Atlanta multifamily owners dropped average asking rents 2.3% in March compared to 2022, to $2,055 per month, according to Redfin. Atlanta was among the 10 cities in the nation with the sharpest rental rate declines in March, led by an 11% drop in Austin, Texas, a 9.2% drop in Chicago and a 3% fall in New Orleans.

But some of Atlanta’s most competitive economic development rivals saw continued rent growth, including a 16.6% increase in Raleigh, North Carolina — the biggest rent growth market in March in the U.S. — a 13% jump in rents in Charlotte and a 9.6% increase in rents in Nashville, Tennessee. Nationally, asking rents fell across the nation by 0.4% to $1,937 in March, the first decline since March 2020, according to Redfin.

A maelstrom of trends is finally impacting what appeared to be untouchable apartment fundamentals, with slower demand from high-income households, continued strong construction, rising vacancies and accelerating rates of cost-burdened households, according to a recent report from the Joint Center for Housing Studies at Harvard University.

Much of what is being developed and unleashed into the U.S. rental market is on the higher end, while more affordable apartment units are facing a supply crunch, according to Harvard. 

Those dynamics are impacting rents inside the Interstate 285 perimeter, where developers have delivered 4,700 units over the past 12 months and are underway with 12,736 with another 9,600 units planned, according to Haddow & Co. research. 

“I think that the new construction starts probably have a lot to do with it,” United Brokers America President Maria King said in reaction to the Redfin report. “People are just going to the newer, bigger, better [property] instead of staying where they are, which is why I think a lot of existing properties are going to have to look to ways to compete.”

Apartment occupancy fell from 94.5% by the end of 2021 to 92.7% by the end of last year.
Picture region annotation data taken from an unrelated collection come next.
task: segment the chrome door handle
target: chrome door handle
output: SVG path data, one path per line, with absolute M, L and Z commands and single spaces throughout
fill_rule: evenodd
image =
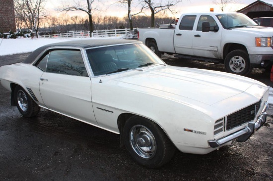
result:
M 48 81 L 48 79 L 44 79 L 44 78 L 40 78 L 40 80 L 41 80 L 42 81 Z

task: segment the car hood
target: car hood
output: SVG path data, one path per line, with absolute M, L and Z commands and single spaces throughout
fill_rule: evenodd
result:
M 178 96 L 179 99 L 186 97 L 210 105 L 240 94 L 254 85 L 266 86 L 258 81 L 233 74 L 172 66 L 147 69 L 115 80 L 127 89 L 144 90 L 151 94 L 161 92 L 162 96 L 168 95 L 167 96 L 171 99 Z M 256 95 L 257 98 L 261 98 L 258 97 L 260 95 Z

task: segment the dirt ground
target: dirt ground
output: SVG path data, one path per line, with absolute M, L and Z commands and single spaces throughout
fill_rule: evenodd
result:
M 27 55 L 0 56 L 0 66 Z M 162 59 L 172 65 L 224 71 L 220 64 Z M 263 69 L 249 77 L 272 86 Z M 267 123 L 246 142 L 204 155 L 177 151 L 162 168 L 147 169 L 119 148 L 117 135 L 45 109 L 24 118 L 10 106 L 10 93 L 1 86 L 0 96 L 1 181 L 273 180 L 272 105 Z

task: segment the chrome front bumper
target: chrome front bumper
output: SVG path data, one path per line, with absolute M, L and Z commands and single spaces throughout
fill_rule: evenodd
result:
M 207 141 L 208 144 L 212 148 L 216 148 L 226 142 L 235 139 L 237 139 L 237 141 L 239 142 L 246 141 L 254 134 L 255 131 L 259 130 L 266 122 L 267 120 L 267 113 L 266 111 L 268 106 L 268 102 L 266 102 L 264 108 L 256 123 L 250 122 L 243 130 L 217 140 L 208 140 Z

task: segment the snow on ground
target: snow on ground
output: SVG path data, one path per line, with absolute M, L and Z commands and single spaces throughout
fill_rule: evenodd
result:
M 0 56 L 31 52 L 45 45 L 77 40 L 97 39 L 122 39 L 122 37 L 111 38 L 78 38 L 74 39 L 0 39 Z M 273 89 L 270 88 L 269 101 L 273 105 Z

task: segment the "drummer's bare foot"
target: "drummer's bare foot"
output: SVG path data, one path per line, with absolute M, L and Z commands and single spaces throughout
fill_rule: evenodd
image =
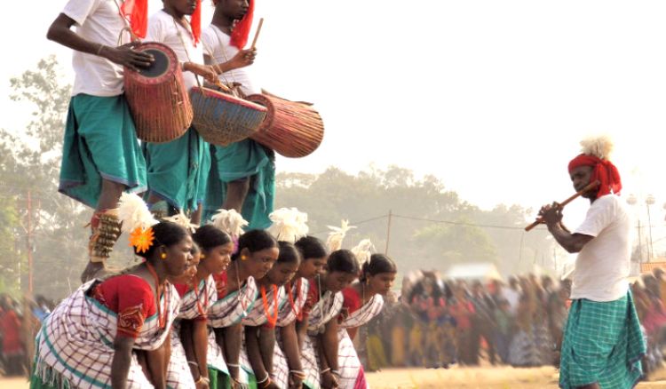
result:
M 100 274 L 105 273 L 106 266 L 104 262 L 88 262 L 85 266 L 85 270 L 81 274 L 81 282 L 85 283 L 95 277 L 98 277 Z

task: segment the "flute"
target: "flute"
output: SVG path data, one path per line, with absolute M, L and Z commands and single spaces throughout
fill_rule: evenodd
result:
M 574 194 L 573 196 L 571 196 L 568 199 L 567 199 L 567 200 L 563 201 L 562 202 L 560 202 L 559 206 L 562 207 L 562 208 L 564 208 L 565 205 L 568 204 L 569 202 L 573 202 L 576 198 L 580 197 L 581 194 L 584 194 L 586 192 L 590 192 L 591 190 L 596 189 L 597 187 L 599 187 L 599 185 L 601 185 L 601 183 L 599 181 L 591 182 L 585 187 L 583 187 L 580 191 L 576 192 L 575 194 Z M 532 223 L 531 225 L 529 225 L 529 226 L 527 226 L 525 227 L 525 231 L 529 231 L 532 228 L 535 227 L 536 226 L 538 226 L 538 225 L 540 225 L 542 223 L 543 223 L 543 218 L 541 218 L 541 217 L 536 218 L 536 220 L 535 220 L 534 223 Z

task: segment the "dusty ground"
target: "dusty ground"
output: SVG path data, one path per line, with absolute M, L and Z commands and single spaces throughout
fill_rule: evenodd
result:
M 638 388 L 666 388 L 666 369 Z M 373 389 L 555 389 L 558 372 L 553 368 L 511 367 L 452 368 L 444 369 L 390 369 L 369 373 Z
M 554 389 L 557 371 L 552 368 L 513 369 L 452 368 L 443 369 L 388 369 L 369 373 L 373 389 Z M 666 388 L 666 369 L 658 371 L 650 382 L 638 384 L 638 389 Z M 26 389 L 24 378 L 0 377 L 2 389 Z

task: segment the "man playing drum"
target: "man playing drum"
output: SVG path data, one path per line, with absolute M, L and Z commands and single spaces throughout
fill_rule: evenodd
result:
M 617 168 L 607 159 L 607 139 L 587 139 L 583 154 L 569 163 L 575 190 L 599 181 L 586 192 L 591 206 L 574 232 L 562 225 L 562 207 L 543 206 L 539 215 L 548 231 L 570 253 L 578 253 L 573 275 L 573 301 L 565 326 L 559 386 L 631 388 L 641 377 L 646 342 L 627 277 L 631 257 L 631 218 L 617 194 Z
M 147 41 L 160 42 L 171 48 L 182 64 L 185 88 L 196 85 L 195 75 L 212 83 L 217 73 L 212 67 L 196 63 L 202 60 L 201 44 L 197 47 L 201 26 L 201 2 L 195 0 L 163 0 L 164 8 L 148 20 Z M 187 21 L 186 15 L 192 15 Z M 143 145 L 147 167 L 148 199 L 157 217 L 175 211 L 195 212 L 203 200 L 205 181 L 210 161 L 209 145 L 194 128 L 182 137 L 167 143 Z
M 215 12 L 210 25 L 202 35 L 206 63 L 227 62 L 231 59 L 254 60 L 255 52 L 244 51 L 252 24 L 254 2 L 248 0 L 213 0 Z M 240 83 L 242 94 L 260 93 L 243 69 L 220 75 L 225 83 Z M 236 210 L 250 221 L 249 229 L 271 226 L 275 192 L 275 155 L 250 139 L 226 147 L 210 147 L 211 166 L 204 202 L 204 218 L 220 207 Z
M 147 6 L 139 3 L 127 17 L 134 34 L 141 36 L 146 26 L 139 22 L 146 20 L 142 13 Z M 95 209 L 90 262 L 82 281 L 104 269 L 120 235 L 117 207 L 123 191 L 146 188 L 146 164 L 123 94 L 122 67 L 146 67 L 153 59 L 134 51 L 135 44 L 116 47 L 125 28 L 124 5 L 115 0 L 69 0 L 47 34 L 48 39 L 74 50 L 75 76 L 59 190 Z

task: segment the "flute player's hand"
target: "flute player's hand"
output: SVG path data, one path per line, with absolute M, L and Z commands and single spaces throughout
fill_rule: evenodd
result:
M 558 202 L 544 205 L 539 210 L 539 217 L 549 227 L 557 226 L 562 222 L 562 206 Z

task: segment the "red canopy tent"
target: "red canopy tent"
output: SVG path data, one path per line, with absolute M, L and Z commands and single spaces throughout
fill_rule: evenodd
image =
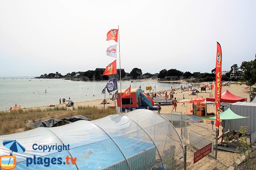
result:
M 247 98 L 241 97 L 230 92 L 227 90 L 221 94 L 221 102 L 223 103 L 234 103 L 237 102 L 247 102 Z M 215 97 L 207 97 L 206 101 L 209 102 L 215 102 Z

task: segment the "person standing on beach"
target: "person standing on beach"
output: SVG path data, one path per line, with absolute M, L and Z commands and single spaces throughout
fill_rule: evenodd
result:
M 176 97 L 174 98 L 174 100 L 173 101 L 173 108 L 172 108 L 172 111 L 173 111 L 173 109 L 175 109 L 175 111 L 176 111 L 176 109 L 177 107 L 177 103 L 178 103 L 178 101 L 176 99 Z
M 168 95 L 167 94 L 167 91 L 166 91 L 166 92 L 165 93 L 165 98 L 166 98 L 166 102 L 167 101 L 167 99 L 168 99 Z
M 183 99 L 184 100 L 185 100 L 185 97 L 183 97 Z M 183 106 L 183 105 L 184 105 L 184 107 L 185 107 L 185 102 L 183 102 L 183 103 L 182 103 L 182 105 L 181 105 L 181 106 Z
M 161 103 L 159 103 L 158 105 L 157 105 L 157 113 L 160 114 L 160 112 L 161 111 L 161 109 L 162 108 L 161 108 Z

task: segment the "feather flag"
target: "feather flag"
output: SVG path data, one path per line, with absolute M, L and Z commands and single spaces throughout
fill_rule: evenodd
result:
M 116 60 L 109 64 L 107 66 L 103 75 L 116 74 Z
M 102 94 L 105 94 L 105 93 L 106 93 L 105 89 L 106 89 L 105 88 L 103 88 L 103 90 L 102 90 Z
M 107 83 L 107 90 L 108 93 L 112 92 L 117 90 L 117 79 L 116 76 L 111 78 Z
M 128 89 L 125 90 L 123 94 L 123 95 L 122 96 L 122 98 L 125 98 L 130 96 L 131 96 L 131 86 L 129 87 Z
M 117 36 L 118 35 L 118 29 L 112 29 L 107 34 L 107 41 L 109 41 L 111 40 L 114 40 L 117 42 Z
M 119 98 L 119 97 L 118 97 L 118 91 L 116 91 L 116 92 L 113 94 L 113 95 L 112 96 L 112 98 L 111 98 L 111 99 L 112 101 L 114 101 L 116 100 L 116 99 Z
M 216 127 L 220 124 L 219 113 L 221 108 L 221 62 L 222 54 L 220 44 L 217 42 L 217 55 L 216 56 L 216 79 L 215 84 L 215 102 L 216 106 Z
M 116 45 L 117 44 L 115 45 L 111 45 L 107 48 L 106 53 L 107 55 L 109 57 L 112 57 L 116 58 Z

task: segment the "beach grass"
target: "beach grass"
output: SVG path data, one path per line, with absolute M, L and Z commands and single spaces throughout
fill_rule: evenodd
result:
M 0 112 L 0 135 L 28 130 L 34 128 L 27 126 L 30 122 L 64 118 L 81 115 L 91 120 L 116 114 L 116 110 L 96 106 L 78 106 L 71 108 L 55 107 L 41 109 L 39 108 L 20 109 L 11 112 Z

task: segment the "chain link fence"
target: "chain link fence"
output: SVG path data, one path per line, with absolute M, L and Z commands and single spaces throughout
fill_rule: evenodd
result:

But rising mortgage rates have helped to keep households in the rental market, according to a recent Cushman & Wakefield report.

But rising concessions by landlords to lure in renters, like a month or so of free rent, is masking a weaker apartment market in Atlanta, especially with Midtown and Buckhead landlords, Promove Director Oleg Konstantinovsky told The Atlanta Journal-Constitution this week.

“It’s simple economics," he said. "When occupancy goes down, prices have to fall."